Tout cela il ne le comprenait pas. La douleur, la sensation, cette puissance inconnue qui l'emplissait sans raison, et cette envie de lutter, de lutter pour sa vie comme il l'avait toujours fait. Fitz ne se laissait pas aller, jamais, ce n'était pas dans ses habitudes.
Le seul instant où il se permettait de libérer l'animal qui était en lui, c'était sur les champs de batailles, lorsque l'acier entrechoquait l'acier, que le feu brûlait la terre, et que les hommes hurlaient à plein poumons. C'était le seul instant où Fitz devenait Fitz.
Cette être étrange, forgé dans la violence et le sang, qui se nourrissait des coups. Et au centre de cette douleur il entendit la voix de Maya, cette petite voix qu'il avait écouté depuis le premier jour.
Laisse toi aller...
Plus facile à dire qu'à faire. En règle général il luttait pour survivre, il n'acceptait juste pas les choses. Et pourtant il sentit que Feuille était là aussi, prolongeant ce contact.
Dans sa tête, les image de son mentor, la haine des combats, la frustration du fouet, les douleurs des coups.
Et il comprit.
Tu en sortiras plus fort.
Il comprit en un instant ce qu'il devait faire, ce qu'il savait faire depuis qu'il était enfant. Accepter. Accepter la douleur comme une part de lui pour la contrôler, pour qu'elle n'ait plus d'importance.

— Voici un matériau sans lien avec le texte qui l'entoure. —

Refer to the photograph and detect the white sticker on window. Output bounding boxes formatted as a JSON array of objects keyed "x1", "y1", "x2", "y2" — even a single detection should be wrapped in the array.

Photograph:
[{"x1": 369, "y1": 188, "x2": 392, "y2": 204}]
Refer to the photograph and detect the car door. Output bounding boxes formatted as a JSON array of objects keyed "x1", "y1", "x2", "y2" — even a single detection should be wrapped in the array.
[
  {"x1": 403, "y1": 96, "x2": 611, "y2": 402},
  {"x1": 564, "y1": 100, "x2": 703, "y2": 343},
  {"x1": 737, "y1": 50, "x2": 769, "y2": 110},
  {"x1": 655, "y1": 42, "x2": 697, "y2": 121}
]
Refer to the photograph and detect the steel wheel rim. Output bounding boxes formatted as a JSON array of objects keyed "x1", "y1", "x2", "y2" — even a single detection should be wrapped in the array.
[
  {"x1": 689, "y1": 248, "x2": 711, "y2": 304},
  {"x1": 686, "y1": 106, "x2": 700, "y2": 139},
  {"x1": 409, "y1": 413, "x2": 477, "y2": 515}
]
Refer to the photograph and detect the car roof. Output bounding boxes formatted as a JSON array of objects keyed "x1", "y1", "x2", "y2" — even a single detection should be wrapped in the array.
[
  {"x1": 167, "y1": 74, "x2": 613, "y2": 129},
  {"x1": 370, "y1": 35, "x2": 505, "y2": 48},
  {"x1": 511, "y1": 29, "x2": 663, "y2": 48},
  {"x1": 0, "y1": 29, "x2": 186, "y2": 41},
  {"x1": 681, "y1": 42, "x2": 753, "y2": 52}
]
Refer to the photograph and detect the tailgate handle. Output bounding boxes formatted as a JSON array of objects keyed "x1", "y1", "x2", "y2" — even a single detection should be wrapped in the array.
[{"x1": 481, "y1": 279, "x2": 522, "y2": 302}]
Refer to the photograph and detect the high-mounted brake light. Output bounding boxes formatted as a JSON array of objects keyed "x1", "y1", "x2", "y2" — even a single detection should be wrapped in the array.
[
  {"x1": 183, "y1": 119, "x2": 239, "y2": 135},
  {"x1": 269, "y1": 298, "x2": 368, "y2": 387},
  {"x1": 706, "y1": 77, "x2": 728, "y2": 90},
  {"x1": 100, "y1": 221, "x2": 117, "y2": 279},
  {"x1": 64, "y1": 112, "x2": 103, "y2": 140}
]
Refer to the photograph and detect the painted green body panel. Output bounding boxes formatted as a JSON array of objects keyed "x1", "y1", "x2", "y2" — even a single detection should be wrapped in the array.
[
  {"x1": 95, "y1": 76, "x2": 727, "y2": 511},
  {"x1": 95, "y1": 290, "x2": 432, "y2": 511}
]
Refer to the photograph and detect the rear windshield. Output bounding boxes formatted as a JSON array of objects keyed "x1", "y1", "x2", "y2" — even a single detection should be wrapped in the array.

Profitant du contact, il laissa la douleur le pénétrer au plus profond de son être, comme il le faisait lorsque la bataille faisait rage. Fermant les yeux, il laissa les choses couler, être, simplement être. Et petit à petit la douleur s'atténua. Elle restait là, présente, vive, mais il l'acceptait, elle était lui, et il était elle, comme il avait toujours fait.
On avait souvent demandé à Fitz comment il pouvait ne rien ressentir, comment il pouvait continuer à avancer là où d'autres se seraient écroulés. Son secret était simple. Il acceptait. Il acceptait la douleur qu'on lui offrait, il en faisait sa force, son envie, sa puissance. Elle était lui, son moteur, la seule raison qui le poussait à avancer un pas de plus pour châtier celui qui lui infligeait. Et aujourd'hui il faisait de même. Il devait accepter et être. Cette douleur deviendrait son nouveau moteur, il fallait juste qu'il.... Accepte.
Le dos du mercenaire se raidit un instant, les yeux clos, il poussa un soupir d'une longueur demesurée, vidant entièrement ses poumons, le vide. Il n'existait plus l'humain, ni le corps. Il n'y avait que sa main et ce poignard dans sa paume. Il sentait encore quelque part, le contact de Feuille qui tentait de le calmer, et y raccrochait juste assez de son être pour pouvoir revenir.
Mais il acceptait le vide, la douleur, et ce qu'elle signifiait. Elle était une part de lui, comme elle l'avait finalement toujours été. Il avait juste appris à l'utiliser autrement, et c'est aussi ce qu'il faisait aujourd'hui.
Après un temps qui aurait pu paraitre infini, il ouvrit enfin les yeux, la tête légèrement penchée sur le côté il fixait l'arme. D'un geste vif il testa son équilibre sur la tranche de sa main, avant de la faire tourner tout autour de cette dernière, et de la caler enfin au centre de sa marque. Il la fit tournoyer pour la tenir par la lame, fixant l'arme comme si tout était normal.
Quelque chose en lui n'était plus le même et il le savait. Cette acceptation de la douleur comme de son moteur, en faisait un autre être, une autre personne, une nouvelle entité. Et cela était... Etrange.
Là tout de suite tout ce qu'il savait c'est qu'il se sentait capable de déclencher son pouvoir juste... Comme ça... Et il en avait même envie -chose assez rare pour être noté- il voulait tester. Il regarda un instant d'un regard plein de curiosité l'assemblée autour de lui... S'arrêtant finalement sur Feuille à qui il adressa un sourire. Il embrassa la jeune femme, doucement
– Ne t'inquiète plus.
Puis il se leva, rompant le contact, le poignard jouant toujours entre ses doigts, glissant entre chaque phalange comme si il y avait toujours été. Il s'approcha de Maya et de la prêtresse, la tête toujours légèrement penchée sur le côté.
– Quelque chose a changé. Quelque chose est différent.
Et au fond de son regard ne luisait qu'une seule et unique chose: la certitude.